If you’re confused, you’re forgiven. After all, how important is a trivial game?
But hear Domingos out. He sees something totally different when he looks at Tetris.
For the University of Washington computer science professor, Tetris as an example of an NP-complete problem, a term computer scientists use. It’s a problem we have no solution for, but if we did, we could verify quickly that we had found it.
“If you can solve Tetris, you can solve thousands of the hardest and most important problems in science, technology, and management — all in one fell swoop. That’s because at heart they are all the same problem,” he writes.
While algorithms are increasingly common in our lives — they do everything from detect credit card fraud, to set prices online and order Facebook’s newsfeed, those algorithms are all narrowly focused. Domingos’s hunch, one shared by many, is that there is one learning algorithm that can derive all knowledge from data. The trick is uncovering it. One popular method is reverse engineering the human brain. Others try to simulate evolution on a computer because of the diverse and intelligent life that the process created in nature.
Domingos says the invention of this master algorithm would be “one of the greatest scientific achievements of all time.” It would be worth trillions to a company, and invent everything we need to have invented.
Beating Tetris would be the smallest of the small potatoes. There’s the potential to cure cancers, give everyone a robot butler, and end the need to hold jobs.
But how we figure out the master algorithm is unclear. Domingos gives an overview of what he calls the five tribes of machine learning: symbolists, connectionists, evolutionaries, Bayesians and analogizers. As technology books on complex subjects go, it’s accessible for the general reader.
The connectionists have been hot lately, with advances in deep learning showing how computers can paint like the greatest artists, recognize our faces in photos and teach cars can drive themselves. Domingos, who has studied machine learning for decades, has seen paradigms go in and out of style. The advances arrive in occasional bursts rather than a steady drip.
He sees Google as the front-runner of the established players, but the race is far from over. To ultimately crack intelligence, Domingos thinks more people outside the field of machine intelligence need to be thinking about it.

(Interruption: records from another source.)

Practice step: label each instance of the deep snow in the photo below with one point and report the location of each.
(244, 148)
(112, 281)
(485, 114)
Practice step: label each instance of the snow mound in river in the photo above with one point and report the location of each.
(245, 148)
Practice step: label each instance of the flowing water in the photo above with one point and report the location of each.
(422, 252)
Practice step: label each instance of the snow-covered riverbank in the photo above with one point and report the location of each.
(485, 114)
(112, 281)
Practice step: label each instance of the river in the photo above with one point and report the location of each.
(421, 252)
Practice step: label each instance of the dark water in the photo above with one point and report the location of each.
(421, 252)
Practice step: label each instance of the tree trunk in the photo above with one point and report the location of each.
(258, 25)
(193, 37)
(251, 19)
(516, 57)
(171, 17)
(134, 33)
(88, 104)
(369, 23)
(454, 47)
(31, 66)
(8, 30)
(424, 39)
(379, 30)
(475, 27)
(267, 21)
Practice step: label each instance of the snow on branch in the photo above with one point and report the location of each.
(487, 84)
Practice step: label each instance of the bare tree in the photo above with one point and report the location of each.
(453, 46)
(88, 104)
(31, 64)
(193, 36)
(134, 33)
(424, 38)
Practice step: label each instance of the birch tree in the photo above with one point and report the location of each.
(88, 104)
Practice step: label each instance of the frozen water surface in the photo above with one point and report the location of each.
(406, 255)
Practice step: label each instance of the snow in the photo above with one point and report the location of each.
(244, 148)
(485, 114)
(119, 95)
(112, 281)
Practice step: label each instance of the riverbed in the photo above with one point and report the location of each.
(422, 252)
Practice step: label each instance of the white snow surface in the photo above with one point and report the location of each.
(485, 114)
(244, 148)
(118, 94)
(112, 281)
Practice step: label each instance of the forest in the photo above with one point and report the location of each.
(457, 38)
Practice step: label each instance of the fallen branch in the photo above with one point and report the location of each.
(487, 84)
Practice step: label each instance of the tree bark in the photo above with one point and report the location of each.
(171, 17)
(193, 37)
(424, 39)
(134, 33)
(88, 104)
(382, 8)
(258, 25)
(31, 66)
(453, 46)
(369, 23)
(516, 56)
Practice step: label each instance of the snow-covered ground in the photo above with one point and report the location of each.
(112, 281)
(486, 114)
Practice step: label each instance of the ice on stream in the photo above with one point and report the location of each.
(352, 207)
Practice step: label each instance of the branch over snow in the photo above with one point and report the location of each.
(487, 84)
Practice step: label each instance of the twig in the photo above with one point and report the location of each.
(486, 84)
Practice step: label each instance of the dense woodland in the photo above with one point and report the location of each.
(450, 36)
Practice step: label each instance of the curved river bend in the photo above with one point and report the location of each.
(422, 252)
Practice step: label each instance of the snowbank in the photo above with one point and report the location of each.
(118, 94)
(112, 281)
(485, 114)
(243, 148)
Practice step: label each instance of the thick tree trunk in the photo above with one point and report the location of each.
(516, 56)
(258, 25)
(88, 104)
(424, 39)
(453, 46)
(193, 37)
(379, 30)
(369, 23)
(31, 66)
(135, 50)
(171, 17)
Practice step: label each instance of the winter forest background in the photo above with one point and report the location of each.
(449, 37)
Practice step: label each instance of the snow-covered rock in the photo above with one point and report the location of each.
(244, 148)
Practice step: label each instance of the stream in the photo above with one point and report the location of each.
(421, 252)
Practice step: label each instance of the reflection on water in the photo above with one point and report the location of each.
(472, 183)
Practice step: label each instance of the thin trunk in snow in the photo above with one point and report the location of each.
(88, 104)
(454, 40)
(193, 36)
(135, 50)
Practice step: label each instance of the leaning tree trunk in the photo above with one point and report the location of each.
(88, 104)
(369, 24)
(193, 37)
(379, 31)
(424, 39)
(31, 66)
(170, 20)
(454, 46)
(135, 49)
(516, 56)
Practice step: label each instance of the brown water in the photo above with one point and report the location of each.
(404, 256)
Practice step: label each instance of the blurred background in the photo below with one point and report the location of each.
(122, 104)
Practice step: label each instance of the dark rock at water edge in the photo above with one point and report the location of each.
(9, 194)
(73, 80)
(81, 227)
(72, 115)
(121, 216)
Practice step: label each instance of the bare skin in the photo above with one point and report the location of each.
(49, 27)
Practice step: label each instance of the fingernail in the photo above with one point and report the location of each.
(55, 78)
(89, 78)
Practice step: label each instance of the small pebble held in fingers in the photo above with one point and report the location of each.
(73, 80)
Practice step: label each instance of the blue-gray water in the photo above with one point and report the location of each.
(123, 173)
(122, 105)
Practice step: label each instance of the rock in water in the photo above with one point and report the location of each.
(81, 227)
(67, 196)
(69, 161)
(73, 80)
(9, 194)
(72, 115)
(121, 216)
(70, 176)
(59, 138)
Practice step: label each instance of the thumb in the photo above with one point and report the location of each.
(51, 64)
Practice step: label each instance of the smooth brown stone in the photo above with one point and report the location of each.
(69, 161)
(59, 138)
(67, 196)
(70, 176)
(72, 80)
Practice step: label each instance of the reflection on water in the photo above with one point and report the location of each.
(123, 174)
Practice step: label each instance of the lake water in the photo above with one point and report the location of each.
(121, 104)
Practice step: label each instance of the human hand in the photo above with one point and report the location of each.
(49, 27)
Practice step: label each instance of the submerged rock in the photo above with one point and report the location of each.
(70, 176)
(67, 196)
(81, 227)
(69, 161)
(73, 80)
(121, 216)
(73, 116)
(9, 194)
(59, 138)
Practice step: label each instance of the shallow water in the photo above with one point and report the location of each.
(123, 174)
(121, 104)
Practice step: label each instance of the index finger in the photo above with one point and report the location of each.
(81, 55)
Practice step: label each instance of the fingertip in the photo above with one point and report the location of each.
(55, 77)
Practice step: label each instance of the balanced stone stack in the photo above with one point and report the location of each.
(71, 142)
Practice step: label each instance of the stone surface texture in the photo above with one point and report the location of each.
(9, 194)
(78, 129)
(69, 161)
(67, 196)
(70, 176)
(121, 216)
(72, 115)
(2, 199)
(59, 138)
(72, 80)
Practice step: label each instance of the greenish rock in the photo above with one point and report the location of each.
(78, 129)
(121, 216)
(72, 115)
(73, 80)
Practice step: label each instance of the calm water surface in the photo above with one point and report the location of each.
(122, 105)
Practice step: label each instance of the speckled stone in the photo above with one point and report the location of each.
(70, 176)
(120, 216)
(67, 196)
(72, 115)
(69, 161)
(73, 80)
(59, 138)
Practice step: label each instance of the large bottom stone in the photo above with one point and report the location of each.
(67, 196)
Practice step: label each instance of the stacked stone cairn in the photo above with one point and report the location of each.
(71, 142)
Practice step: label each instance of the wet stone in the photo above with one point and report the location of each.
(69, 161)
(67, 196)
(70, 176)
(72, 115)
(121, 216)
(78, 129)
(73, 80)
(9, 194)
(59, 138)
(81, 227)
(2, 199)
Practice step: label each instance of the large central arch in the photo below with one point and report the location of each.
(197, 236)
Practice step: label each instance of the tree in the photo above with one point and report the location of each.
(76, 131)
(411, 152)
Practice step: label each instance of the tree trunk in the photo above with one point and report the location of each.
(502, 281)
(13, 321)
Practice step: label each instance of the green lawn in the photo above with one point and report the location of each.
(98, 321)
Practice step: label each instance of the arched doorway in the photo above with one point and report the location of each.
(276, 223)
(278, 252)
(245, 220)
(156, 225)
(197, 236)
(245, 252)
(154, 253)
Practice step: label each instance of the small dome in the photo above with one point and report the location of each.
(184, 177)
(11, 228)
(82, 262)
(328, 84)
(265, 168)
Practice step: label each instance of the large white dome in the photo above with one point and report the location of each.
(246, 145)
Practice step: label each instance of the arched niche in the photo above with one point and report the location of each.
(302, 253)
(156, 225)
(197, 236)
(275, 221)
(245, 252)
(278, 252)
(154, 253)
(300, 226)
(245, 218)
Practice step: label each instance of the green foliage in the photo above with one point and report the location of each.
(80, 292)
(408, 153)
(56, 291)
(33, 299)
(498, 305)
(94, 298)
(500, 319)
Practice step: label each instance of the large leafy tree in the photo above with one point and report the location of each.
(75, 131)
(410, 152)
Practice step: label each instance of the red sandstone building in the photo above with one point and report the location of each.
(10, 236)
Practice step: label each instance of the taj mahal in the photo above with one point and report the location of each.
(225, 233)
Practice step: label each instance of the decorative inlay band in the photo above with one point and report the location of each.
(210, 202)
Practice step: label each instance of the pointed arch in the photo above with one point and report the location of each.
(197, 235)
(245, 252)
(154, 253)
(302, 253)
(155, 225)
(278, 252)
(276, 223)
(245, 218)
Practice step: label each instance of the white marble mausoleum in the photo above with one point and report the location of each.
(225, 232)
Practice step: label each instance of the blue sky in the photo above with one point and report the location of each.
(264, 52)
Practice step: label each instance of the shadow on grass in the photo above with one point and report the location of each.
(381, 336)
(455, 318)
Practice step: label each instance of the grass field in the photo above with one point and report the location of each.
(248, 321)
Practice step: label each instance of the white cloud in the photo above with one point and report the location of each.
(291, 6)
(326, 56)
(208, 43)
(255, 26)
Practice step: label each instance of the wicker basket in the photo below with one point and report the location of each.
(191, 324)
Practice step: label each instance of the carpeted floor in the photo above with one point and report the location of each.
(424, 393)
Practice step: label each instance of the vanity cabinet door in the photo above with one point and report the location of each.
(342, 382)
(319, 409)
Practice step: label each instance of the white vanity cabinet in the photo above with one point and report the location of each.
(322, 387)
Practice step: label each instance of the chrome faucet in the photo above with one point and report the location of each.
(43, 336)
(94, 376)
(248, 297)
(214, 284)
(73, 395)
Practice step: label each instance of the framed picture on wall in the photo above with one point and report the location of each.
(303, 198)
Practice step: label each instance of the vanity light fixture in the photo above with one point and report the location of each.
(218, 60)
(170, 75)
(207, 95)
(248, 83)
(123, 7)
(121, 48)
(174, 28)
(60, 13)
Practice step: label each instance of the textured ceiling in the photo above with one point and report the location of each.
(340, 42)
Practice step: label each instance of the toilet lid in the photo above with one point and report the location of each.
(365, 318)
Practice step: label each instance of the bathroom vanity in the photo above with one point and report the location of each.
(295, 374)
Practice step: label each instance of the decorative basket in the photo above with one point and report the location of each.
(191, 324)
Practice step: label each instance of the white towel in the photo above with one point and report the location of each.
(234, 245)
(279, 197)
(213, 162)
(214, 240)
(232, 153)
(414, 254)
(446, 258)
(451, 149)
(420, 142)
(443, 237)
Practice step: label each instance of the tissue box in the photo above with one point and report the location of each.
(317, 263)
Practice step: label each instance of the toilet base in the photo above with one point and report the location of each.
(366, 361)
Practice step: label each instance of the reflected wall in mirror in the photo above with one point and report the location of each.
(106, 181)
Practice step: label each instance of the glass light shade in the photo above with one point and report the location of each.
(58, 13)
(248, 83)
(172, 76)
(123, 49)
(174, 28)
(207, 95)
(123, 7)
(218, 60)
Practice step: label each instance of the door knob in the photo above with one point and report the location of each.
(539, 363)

“It’s completely up for grabs who exactly is going to solve this problem,” Domingos told me. “My guess is that it is probably someone who doesn’t come from any of these schools [of thought]. It’s going to be someone who is 20-years-old and just has a new idea.”
If we discover the master algorithm, society will change quickly. Many jobs will disappear. Domingos, while acknowledging some downsides and a potentially rocky adjustment period, ultimately sees the master algorithm as a huge positive.
He expects some people will become extremely wealthy — especially whoever discovers the master algorithm. But gains will be realized across society. With almost infinitely productive machines, we’ll be living in an era of abundance. Domingos is confident future generations will be far better off than current generations, even if they don’t have jobs. A basic income, guaranteed to all humans, would ensure a certain standard of living.
“If people’s lives are getting better they won’t actually mind inequality all that much,” said Domingos, which doesn’t share the concerns of some tech leaders that artificial intelligence is a massive threat to us.
He may sound like a blissful optimist, but in the grand scheme of things, technology has indeed been a tremendous positive for humanity. While it has brought new risks and annoyances, humans are generally wealthier, safer and healthier than at any point in history.
Now we’ll get to see if we can make the next leap.
“We’re at the point where we’re pretty close to doing it,” Domingos said. “But I also have the feeling that at the end of the day we are going to need some ideas no one has had yet.”